I’ve been obsessed with Mosaic since I first got to explore the demo in June of last year. This low poly, high style indie spoke about depression, monotony, and burnout in such a subdued, skillful way that it called to memories of some of my darkest days in a haunting and powerful way. Dread built up in my chest as I slowly dragged my character to sit upright in bed, feeling the weight of the simple action, feeling how had he had to struggle against the weight of the world, just to face the day. When Mosaic finally landed on my Switch, I opened it with a surprising amount of trepidation, excited for what I would learn from the experience, while worrying about what impacts it might have on my mood.
Mosaic is, at its best, an aptly named depression simulator featuring a character who floats through life, so burnt out and so lost in the monotony of the routine that his day comes to him in flashes, a mosaic of events, rather than a coherent timeline. It’s lovingly and artfully crafted, and brought back shockingly vivid memories of when I felt like a shell of a person, ghosting my way through seemingly endless workweeks on autopilot. It punctuates this miserable existence with poignant moments of light, inspiration, imagination and hope, as well as darker moments of seeming paranoia, as the character finds glimpses of what seems to be an artificial intelligence intent on destroying all things which make us truly human.

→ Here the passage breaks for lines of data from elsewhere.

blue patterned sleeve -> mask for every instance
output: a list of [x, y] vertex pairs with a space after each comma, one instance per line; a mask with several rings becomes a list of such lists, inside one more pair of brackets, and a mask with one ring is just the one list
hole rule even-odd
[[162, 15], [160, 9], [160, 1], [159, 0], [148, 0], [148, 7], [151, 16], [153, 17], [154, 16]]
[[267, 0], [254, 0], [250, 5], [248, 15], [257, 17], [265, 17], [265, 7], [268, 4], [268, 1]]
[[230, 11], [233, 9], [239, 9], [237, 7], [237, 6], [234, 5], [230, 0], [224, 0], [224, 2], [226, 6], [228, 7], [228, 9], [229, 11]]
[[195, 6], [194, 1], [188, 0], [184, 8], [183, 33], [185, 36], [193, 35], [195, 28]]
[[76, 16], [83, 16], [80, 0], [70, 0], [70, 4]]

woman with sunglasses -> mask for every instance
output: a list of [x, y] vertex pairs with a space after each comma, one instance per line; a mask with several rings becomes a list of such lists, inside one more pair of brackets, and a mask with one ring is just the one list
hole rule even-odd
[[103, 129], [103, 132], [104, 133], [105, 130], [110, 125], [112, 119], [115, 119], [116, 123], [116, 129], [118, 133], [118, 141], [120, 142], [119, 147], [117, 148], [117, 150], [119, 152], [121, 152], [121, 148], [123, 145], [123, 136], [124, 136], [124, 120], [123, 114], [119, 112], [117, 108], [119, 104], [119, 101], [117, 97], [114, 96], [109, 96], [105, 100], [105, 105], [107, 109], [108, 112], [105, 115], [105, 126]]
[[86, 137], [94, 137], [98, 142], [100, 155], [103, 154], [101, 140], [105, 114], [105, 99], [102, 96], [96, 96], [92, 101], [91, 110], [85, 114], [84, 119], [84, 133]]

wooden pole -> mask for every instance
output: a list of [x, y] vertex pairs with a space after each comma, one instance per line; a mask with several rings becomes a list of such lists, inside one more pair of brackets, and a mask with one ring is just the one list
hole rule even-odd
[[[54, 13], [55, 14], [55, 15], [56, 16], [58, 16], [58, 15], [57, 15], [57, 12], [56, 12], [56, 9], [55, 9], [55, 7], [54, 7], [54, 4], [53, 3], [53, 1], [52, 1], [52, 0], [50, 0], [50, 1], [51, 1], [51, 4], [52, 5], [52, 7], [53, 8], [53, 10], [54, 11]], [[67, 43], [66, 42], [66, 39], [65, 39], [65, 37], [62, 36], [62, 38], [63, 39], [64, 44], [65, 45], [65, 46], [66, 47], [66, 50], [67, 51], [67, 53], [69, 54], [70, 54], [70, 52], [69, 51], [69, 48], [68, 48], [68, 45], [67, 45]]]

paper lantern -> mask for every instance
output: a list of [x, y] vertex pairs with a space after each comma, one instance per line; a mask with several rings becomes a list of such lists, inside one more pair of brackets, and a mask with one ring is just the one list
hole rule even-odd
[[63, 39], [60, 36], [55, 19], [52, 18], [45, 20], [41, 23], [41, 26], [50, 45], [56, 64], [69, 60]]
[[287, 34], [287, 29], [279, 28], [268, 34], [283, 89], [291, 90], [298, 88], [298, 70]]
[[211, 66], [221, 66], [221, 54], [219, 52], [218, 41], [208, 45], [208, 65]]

While this narrative is strong, not every aspect of the game shines quite as brightly. Mechanics, at some points, are so unclear that I had to turn to the Internet, looking at videos and walkthroughs to understand what was supposed to be accomplished with the strange set of tools I found myself manipulating. Even having played through the game three times and watched the playthroughs of two other people, I still am unsure how to activate a ‘loophole’ mechanic inside the job minigame.
At my most cynical, I would describe parts of Mosaic as a walking sim, as the game is determined to get you to the ending, when it really could have been more powerful (and utterly soul-crushing) if it allowed you to fail. As the game progresses, your phone, ever present, ever distracting, if you allow it to be, sends you reminders from the company that your job will be up for termination if you are late four more times… three more times… two more times… I expected the game to penalize me if I took the time to explore, to show up to work late because I took time to find the inspiration which would get me through the day. I wanted to try and find that balance between going straight to work and being on time versus taking the time to pet a stray cat, day dream about a butterfly, or listen to a street musician. This is not the case; you are late to work no matter if you explore or not, and the game will force you to find the important moments of inspiration, allowing you to progress.

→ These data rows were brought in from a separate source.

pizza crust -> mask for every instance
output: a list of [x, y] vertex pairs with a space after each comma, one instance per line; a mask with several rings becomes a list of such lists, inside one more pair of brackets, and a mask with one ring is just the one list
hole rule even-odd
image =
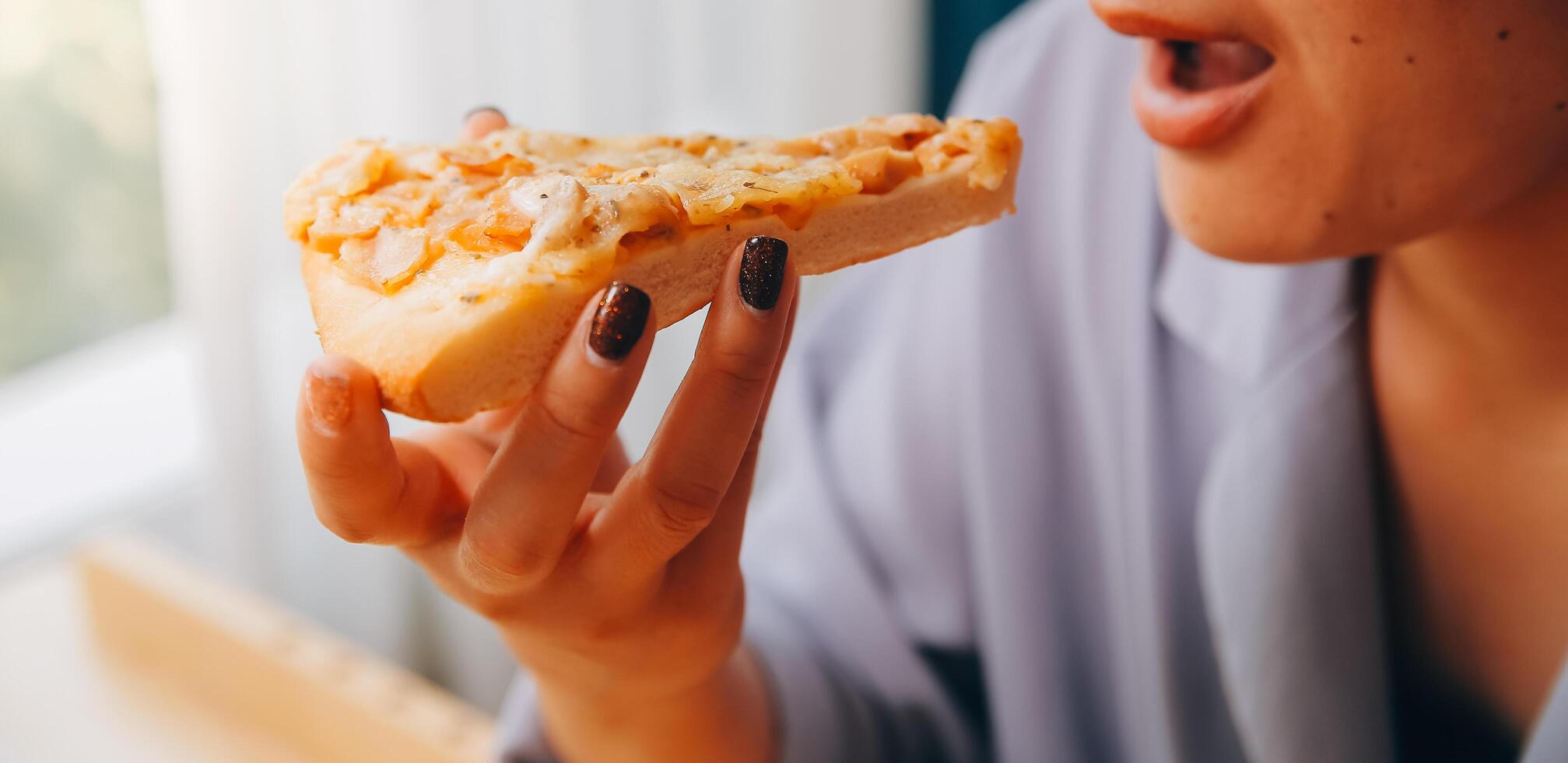
[[[735, 220], [688, 231], [643, 250], [602, 278], [516, 284], [467, 301], [403, 290], [384, 294], [343, 278], [331, 253], [303, 245], [303, 272], [321, 347], [368, 367], [383, 405], [425, 421], [461, 421], [522, 400], [543, 377], [586, 305], [613, 279], [646, 290], [659, 328], [712, 300], [726, 257], [753, 235], [790, 245], [801, 275], [867, 262], [1014, 212], [1021, 152], [1008, 157], [999, 187], [972, 187], [975, 157], [911, 177], [884, 195], [820, 204], [804, 226], [778, 217]], [[580, 341], [580, 339], [579, 339]]]

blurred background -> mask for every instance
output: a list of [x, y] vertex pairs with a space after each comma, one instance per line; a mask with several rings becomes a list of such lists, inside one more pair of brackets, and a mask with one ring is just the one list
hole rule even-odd
[[[1014, 5], [0, 0], [0, 575], [138, 529], [494, 710], [511, 663], [488, 626], [312, 517], [293, 173], [353, 137], [450, 140], [481, 104], [585, 133], [941, 115]], [[660, 334], [632, 454], [699, 320]]]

That said, the imagery in the game is poignant. From falling into a great body of water, swimming to the surface without being entirely sure which way is up, to rows upon rows of suit-clad figures staring silently at the glowing monitors at work. It’s brilliant, and strangely powerful with just the right combination of whimsy and soul-crushing. Your desire for human connection is severed.

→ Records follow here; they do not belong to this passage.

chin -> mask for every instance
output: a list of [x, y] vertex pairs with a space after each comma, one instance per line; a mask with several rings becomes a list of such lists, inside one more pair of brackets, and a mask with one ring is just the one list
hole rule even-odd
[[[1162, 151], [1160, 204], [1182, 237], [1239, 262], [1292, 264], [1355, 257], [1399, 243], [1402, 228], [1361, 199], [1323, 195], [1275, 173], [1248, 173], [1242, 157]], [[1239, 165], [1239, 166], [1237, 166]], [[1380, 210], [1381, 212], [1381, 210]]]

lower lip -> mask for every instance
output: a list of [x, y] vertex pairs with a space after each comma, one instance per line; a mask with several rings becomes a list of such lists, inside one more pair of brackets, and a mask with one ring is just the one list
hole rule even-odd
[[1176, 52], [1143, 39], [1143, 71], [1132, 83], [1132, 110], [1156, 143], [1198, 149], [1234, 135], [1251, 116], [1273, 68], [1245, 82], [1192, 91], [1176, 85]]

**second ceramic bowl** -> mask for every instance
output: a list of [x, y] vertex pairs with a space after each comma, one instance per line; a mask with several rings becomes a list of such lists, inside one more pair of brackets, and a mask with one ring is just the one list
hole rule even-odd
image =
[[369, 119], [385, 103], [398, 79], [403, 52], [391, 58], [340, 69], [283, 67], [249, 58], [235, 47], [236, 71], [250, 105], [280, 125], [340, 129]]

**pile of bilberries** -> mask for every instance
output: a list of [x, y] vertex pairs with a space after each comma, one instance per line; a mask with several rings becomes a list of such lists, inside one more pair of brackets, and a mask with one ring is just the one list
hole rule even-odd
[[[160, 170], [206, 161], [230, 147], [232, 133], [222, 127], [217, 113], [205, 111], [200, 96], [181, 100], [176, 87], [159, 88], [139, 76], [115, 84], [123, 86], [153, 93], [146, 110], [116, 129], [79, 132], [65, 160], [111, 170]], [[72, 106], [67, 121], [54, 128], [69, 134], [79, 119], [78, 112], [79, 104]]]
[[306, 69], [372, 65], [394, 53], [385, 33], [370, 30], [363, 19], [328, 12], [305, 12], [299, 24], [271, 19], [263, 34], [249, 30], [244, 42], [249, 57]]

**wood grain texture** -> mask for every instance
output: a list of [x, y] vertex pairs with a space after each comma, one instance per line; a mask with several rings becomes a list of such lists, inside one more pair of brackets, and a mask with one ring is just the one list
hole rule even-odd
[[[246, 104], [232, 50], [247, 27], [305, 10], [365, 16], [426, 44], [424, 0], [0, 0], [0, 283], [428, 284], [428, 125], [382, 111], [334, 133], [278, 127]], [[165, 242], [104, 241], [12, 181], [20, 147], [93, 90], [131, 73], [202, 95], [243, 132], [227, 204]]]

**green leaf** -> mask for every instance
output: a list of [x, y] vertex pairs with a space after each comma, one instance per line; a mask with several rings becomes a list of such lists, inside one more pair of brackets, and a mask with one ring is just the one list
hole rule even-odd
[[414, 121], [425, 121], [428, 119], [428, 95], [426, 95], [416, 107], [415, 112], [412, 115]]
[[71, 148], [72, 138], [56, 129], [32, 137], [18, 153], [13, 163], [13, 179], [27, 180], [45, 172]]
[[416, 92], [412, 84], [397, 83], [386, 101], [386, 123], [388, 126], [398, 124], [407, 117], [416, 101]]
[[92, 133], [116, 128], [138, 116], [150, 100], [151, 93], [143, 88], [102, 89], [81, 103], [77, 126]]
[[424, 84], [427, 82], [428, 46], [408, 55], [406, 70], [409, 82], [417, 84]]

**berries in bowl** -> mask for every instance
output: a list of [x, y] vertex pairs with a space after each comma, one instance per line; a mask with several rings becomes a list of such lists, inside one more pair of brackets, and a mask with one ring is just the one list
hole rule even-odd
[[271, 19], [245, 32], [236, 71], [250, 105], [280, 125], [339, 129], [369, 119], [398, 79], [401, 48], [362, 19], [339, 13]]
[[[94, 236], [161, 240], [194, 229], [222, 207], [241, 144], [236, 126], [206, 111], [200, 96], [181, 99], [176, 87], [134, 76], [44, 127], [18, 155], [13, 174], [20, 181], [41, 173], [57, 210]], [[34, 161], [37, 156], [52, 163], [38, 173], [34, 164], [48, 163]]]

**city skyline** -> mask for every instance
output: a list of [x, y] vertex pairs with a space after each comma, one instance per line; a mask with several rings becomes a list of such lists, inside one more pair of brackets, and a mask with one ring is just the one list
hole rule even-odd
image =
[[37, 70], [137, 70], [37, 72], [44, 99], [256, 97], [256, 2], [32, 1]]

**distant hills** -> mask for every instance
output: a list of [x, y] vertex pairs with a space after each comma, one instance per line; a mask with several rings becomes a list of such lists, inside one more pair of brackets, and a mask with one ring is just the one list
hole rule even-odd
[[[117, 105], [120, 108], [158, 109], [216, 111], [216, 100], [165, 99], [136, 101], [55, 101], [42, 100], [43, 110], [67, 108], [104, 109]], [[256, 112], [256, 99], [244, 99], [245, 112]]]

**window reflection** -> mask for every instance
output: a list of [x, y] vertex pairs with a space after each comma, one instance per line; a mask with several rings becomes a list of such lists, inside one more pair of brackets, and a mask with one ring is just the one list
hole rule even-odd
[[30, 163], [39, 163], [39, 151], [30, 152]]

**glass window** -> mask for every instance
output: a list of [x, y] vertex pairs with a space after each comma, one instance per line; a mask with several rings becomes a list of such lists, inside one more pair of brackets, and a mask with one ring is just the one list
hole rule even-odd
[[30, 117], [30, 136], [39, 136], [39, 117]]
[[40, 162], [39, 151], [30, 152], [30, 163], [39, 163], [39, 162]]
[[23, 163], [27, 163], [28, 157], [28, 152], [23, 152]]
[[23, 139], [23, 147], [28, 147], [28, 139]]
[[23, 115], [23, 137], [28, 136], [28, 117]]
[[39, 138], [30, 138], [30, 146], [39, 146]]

I remember sucking in a breath as I stood in an elevator, a man to my right, a woman to my left. Any time I looked towards them, they would recoil, looking away or burying their attention in their phones. Upon downloading a dating app and answering “I am a woman,” I was immediately told “You will be paired with a man.” No choice. No browsing. No room for me to be an individual. Everything is binary. You will be assigned, you will reach the milestone, and you will send in your report.
Mornings in the game are the worst, in the best possible way. You lean over the sink, having just brushed your teeth, in the dim light of your spartan bathroom as the music swells. It’s haunting, crushing. And then a goldfish appears in the sink, chatting cheerfully with you. Will you tuck it into your pocket, inviting imagination and adventure into your day, or will you flush it down the toilet, focus on your career, and trudge to the office? Will you be haunted by the decision to offer your umbrella to a drenched, half-visible homeless man in the alley, or will you simply trudge past, because you are so lost in your own misery that you don’t even notice the rain pelting your hair? Will you keep up appearances, or slap yourself away and wander to work with your hair and tie disheveled? Most importantly, how do you break this cycle, and find joy and connection?
Mosaic offers an idea in answer to this question, though not necessarily a true solution. It’s easy to complete in one or two sessions, and offers an excellent window into your own soul. It’s one of those games that challenges you to confront yourself, your relationship with your job, and see if you need to re prioritize things in your life. As poignant as Mosaic is, the Switch port does suffer from some snags. I experienced fairly frequent framerate drops, both in docked and hand-held mode, which often left me confused as to if I had slipped into a cut scene or not. That said, these blips were absolutely worth being able to play this game while curled up in my own bed, with the lights off, as I confronted the demons of my past, taking comfort in how far I have come since I last felt this way.
While Mosaic is full of puzzles, mini-games, and a tiny bit of exploration, it is mostly about experiencing the game. This gorgeous, low-poly title does an amazing job of confronting depression and burnout, through whimsy, moody colors, and amazing sound. While the Switch version suffers from framerate drops, it tells a surprisingly touching and relatable story, and I only wish gave the player more chances to fail.